I have been a first class lurker on the app since it started. I have of course posted photos but never spent much effort engaging with people, especially if I didn’t know them. Last year I made an effort to change all that and its been incredibly gratifying. Being social on social media brings so much benefit beyond static inspiration. Being vulernable, sharing my face and brain has resulted in friendships, business relationships, press, and client opportunities. Even though its about Facebook, this article summed it up best for me:

“passive consumption of updates, photos, and changing relationship statuses was a recipe for misery; whereas actively using the platform as a tool to strengthen—and perhaps even create—relationships through likes, messaging and sharing, was a tool to maintain social health.”

Get out there and interact with like-minded people with common interests. Do more than double-tap–send a thoughtful comment and direct message if something resonates. You never know what’s going to happen.

What I get out of it: Friendship, inspiration, clients, laughs

Volunteer

For the past 2.5 years I have been the volunteer host of CreativeMornings Sacramento, and by doing that its not only given me public speaking practice, but its put me in front of thousands of creatives in my city. I have gotten to know many of them socially, and every day it seems like it comes up in other parts of my life. I made new friends, built trust in the community, and do my best to support people doing great things. Other organizers on our volunteer team have built close friendships, helped each other find jobs, mentorship and boosted their confidence.
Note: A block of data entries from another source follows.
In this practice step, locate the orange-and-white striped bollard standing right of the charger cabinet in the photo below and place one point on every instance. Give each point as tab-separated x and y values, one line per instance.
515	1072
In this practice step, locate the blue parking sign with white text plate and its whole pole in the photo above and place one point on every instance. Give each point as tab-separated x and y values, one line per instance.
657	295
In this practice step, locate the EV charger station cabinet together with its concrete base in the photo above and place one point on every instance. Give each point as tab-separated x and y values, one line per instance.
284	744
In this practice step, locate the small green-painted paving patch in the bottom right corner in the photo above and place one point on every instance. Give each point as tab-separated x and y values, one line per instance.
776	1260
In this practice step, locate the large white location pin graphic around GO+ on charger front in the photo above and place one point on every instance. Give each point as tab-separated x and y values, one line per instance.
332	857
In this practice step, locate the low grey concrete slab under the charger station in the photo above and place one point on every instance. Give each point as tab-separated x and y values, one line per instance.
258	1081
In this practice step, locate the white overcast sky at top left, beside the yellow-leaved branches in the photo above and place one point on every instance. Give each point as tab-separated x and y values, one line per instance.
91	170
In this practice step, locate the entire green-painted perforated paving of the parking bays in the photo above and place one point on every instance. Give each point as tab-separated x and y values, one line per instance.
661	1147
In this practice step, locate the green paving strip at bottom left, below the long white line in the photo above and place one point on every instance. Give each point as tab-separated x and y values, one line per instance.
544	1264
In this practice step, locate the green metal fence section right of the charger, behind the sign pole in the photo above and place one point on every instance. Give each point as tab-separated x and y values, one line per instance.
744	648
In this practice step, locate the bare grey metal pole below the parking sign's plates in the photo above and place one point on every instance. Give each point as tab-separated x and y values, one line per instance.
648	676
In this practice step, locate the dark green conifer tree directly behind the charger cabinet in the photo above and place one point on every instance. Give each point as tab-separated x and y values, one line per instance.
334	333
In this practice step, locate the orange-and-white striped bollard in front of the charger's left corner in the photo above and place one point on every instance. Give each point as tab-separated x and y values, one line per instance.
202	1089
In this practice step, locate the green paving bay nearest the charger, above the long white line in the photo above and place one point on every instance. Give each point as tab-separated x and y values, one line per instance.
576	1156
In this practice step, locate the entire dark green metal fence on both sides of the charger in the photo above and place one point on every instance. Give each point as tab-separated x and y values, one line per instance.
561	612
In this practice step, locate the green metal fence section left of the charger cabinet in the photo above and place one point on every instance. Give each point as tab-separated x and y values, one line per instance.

What I get out of it: Community, public speaking opportunities, recognition, serving others

Photo credit: Troy Cooper for CreativeMornings Sacramento

Networking events

Ok, ya, I DESPISE the word ‘networking’ and imagine a group of corporate types in polyester swapping business cards and humble bragging. Some events may be like that but don’t let that stop you from finding your people. Go to a variety of local events that seem interesting and when you find a few you like, keep showing up. Also, go alone, it forces you to talk to someone new. The first time you go, it may feel awkward and you won’t recognize anyone. The next time, the faces will seem more familiar (as will yours to them) and you’ll feel less awkward and get more out of it. Ask people questions, do your damndest to remember names (I’m terrible at this), let them in on a piece of your life, and get involved (See Volunteer). If you click with someone invite them to coffee or a drink and put it your calendars so it actually happens.

What I get out of it: All of the above.

In summary, just get out there and try some things. write down all the excuses if it helps you, then just throw them out and do it anyway. Showing up is the first step, but not the only one. You have to give a piece of yourself too, and eventually it gets easier and fun. Promise.